I will be doing a series of posts on optimization, namely software optimization for speed, in the coming weeks and months. Optimization is by far my favourite thing in programming. To me, there’s nothing quite like taking code that works and making it code that works faster. I don’t get to do it as often as I’d like, and the same will probably go for you, whether you want to or not, but I will share what knowledge I’ve garnered over the years doing this.
Step 0: Pre-preparation
(Of course this is 0-indexed…) The very first step, and please pay attention, is that YOU MUST NOT, UNDER ANY CIRCUMSTANCE, BEGIN WITH THE OPTIMIZATION. That is: FIX THE BUGS FIRST. This is critical, optimization is very often a feature, or at the very least a defect correction, but more often than not an improvement. If you speed up code that doesn’t work, it will only crash faster. There is such a thing as preemptive optimization which can lead to more trouble than worth it down the road, and it’s a documented pitfall. Consider yourself warned.
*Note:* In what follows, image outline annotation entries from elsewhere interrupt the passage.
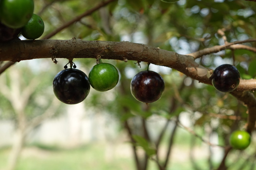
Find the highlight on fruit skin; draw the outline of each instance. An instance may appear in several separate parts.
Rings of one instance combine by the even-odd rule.
[[[226,64],[217,67],[211,76],[213,86],[219,91],[226,92],[235,90],[240,82],[240,73],[234,66]]]
[[[236,130],[229,137],[230,145],[236,149],[245,149],[250,145],[251,142],[251,135],[246,131]]]
[[[165,89],[162,76],[151,71],[141,71],[133,78],[131,83],[133,96],[138,101],[146,103],[159,99]]]
[[[78,69],[68,68],[59,72],[53,82],[55,96],[69,104],[77,104],[88,96],[90,86],[87,75]]]
[[[38,15],[33,13],[27,24],[22,28],[20,33],[27,39],[34,40],[41,36],[44,29],[43,20]]]
[[[116,86],[119,74],[117,69],[113,65],[102,63],[91,68],[89,77],[89,82],[94,89],[99,91],[106,91]]]

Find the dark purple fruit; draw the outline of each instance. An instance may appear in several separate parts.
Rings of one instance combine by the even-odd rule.
[[[63,70],[54,78],[53,92],[56,97],[63,102],[69,104],[83,101],[88,96],[90,86],[88,77],[78,69]]]
[[[212,83],[217,90],[222,92],[230,92],[239,84],[240,73],[234,66],[229,64],[217,67],[212,75]]]
[[[131,91],[134,98],[140,102],[152,103],[162,96],[165,82],[159,74],[151,71],[141,71],[132,80]]]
(It goes without saying that standard programming practices must be applied, such as having backups and using a form of version control for your code. You must set that up if it’s not, for your own sanity as well as for the needs of the work ahead.)
Step 1: Preparation
With a stable codebase and no (known) bugs, we can begin. Optimization (and this is one of the reasons that makes it so attractive to me) is like experimental science. In science experiments, there is a very important notion that applies here. Scientists call it control. For example, for pharmaceuticals, there is usually a “control group” which is given a pill that does nothing, a placebo, along with other groups which will be given the actual drugs being tested. In the end, every subject took “a pill”, and that’s the scientist’s basis for analysis and comparison. This is also taught in high school science: don’t contaminate your samples, which is another way to say “don’t introduce unknowns.” It’s the same thing with software, but we’ll usually talk about benchmarking.
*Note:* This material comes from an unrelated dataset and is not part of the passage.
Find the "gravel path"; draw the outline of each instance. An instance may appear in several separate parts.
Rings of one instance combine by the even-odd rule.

What you need to do is have all the conditions required in order to run your benchmark, in such a way that you can get back to it easily. That could mean working with backup databases, test files, virtual machines with snapshots, etc. If your optimization requires something more “exotic”, say simulating a faint wifi signal, near capacity memory or CPU usage, etc, you need to be able to bring up those same conditions, so that when you test your changes, you’re actually only testing your changes. In all cases, a reference base is needed, an initial state of input. So your first step (well, after fixing the bugs), is to BE ABLE TO EASILY GO BACK TO YOUR BENCHMARK FOR REFERENCE AND COMPARISON. This also implies being able to compare the end result, not just for speed but for accuracy. Because optimization is about finding a quicker route from point A to point B, not ending up at point C.
Got that? Don’t come back until you have that.